他们携带的,都是短小的武峰铳,火力强大,只是射程稍近。
眼看就要脱离了危险,谁知又被许多人围了上来,白白杀了几十个人,还是没走脱。
杀了对方这么多人,想着对方放过自己?那就别做美梦了。
结果,看到对方没有直接将自己几个人给当场砍了,而是带到了城墙上,接下来,就看到了那个曾经熟悉的人,朱元璋。
上次和朱元璋做生意,就没占到便宜,还差点被朱元璋空手套白狼,士信知道,这下大发了,比直接杀了自己还麻烦,搞不好,会给大哥带来许多额外的事情。
“朱公子,是啊,我们很长时间不见面了。”士信说道。
“听说张公子最近成了朝廷的江南江北行省左丞,朱某军务繁忙,没有来得及去祝贺啊。”朱元璋说道。

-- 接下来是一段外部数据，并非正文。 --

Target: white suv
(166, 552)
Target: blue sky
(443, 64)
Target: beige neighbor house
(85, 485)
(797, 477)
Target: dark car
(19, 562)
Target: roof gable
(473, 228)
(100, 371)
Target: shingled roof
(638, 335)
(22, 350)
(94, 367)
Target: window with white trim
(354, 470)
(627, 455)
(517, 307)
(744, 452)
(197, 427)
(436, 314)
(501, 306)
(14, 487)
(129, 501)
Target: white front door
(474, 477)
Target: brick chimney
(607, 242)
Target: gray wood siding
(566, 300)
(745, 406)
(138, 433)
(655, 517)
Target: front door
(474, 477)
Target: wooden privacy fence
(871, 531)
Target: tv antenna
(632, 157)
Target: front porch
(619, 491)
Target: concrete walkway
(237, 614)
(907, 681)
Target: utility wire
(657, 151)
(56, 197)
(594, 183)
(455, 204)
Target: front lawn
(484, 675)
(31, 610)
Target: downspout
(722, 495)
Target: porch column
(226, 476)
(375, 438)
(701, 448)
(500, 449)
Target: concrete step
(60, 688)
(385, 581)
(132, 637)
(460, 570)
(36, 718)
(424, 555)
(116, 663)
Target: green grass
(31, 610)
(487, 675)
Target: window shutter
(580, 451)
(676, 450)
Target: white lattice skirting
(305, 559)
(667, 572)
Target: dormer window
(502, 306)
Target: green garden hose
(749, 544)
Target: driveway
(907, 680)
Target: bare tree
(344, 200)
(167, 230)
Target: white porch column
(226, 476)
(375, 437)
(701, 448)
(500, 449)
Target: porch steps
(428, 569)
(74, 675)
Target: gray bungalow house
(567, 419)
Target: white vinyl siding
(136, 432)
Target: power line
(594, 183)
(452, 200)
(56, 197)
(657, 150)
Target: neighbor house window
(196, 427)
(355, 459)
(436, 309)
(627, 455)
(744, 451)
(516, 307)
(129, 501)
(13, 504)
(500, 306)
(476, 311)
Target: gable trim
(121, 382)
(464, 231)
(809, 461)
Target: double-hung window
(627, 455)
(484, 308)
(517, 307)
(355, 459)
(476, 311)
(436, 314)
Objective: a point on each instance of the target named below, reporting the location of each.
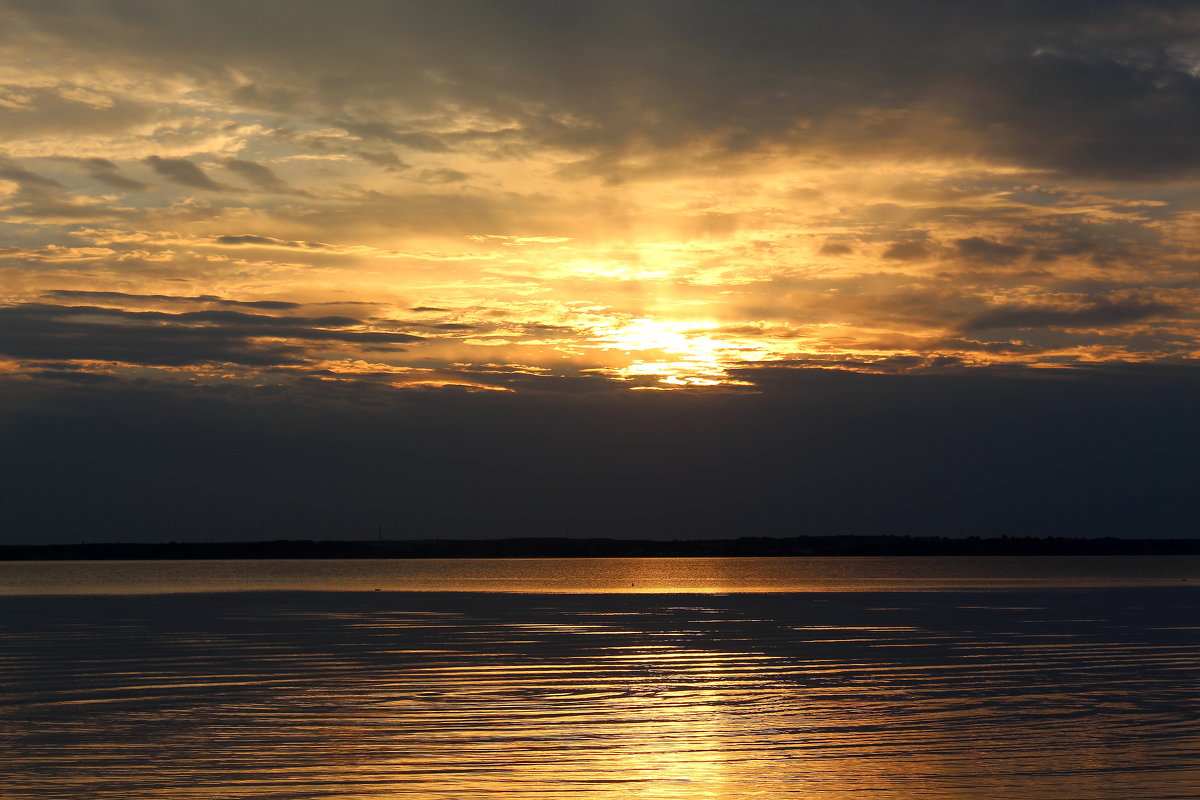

“哪里,哪里,朱公子占据了集庆,还改名叫做应天府,那才是顺应天意啊。”士信说道。
朱元璋刚才的话语,明显就是在讥讽大哥投靠了元朝鞑子,士信嘴上当然不会放过,你自己占了个破地,还叫应天,你能应个什么天?
在口舌上逞强,没几个人能胜过士信的。
朱元璋听后,岔开了刚才的话题:“不知张公子让士信来,可是所为何事?”
这还用说吗?自然是发财啊。士信说道:“我家大哥现在已经有许多盐场,出产了这么多食盐,总得销售出去才行啊,而且,听说应天府缺盐,我这不是为了应天府的百姓,送些盐过来嘛。”
“张公子让你来,就只为送盐这点小事吗?”朱元璋问道。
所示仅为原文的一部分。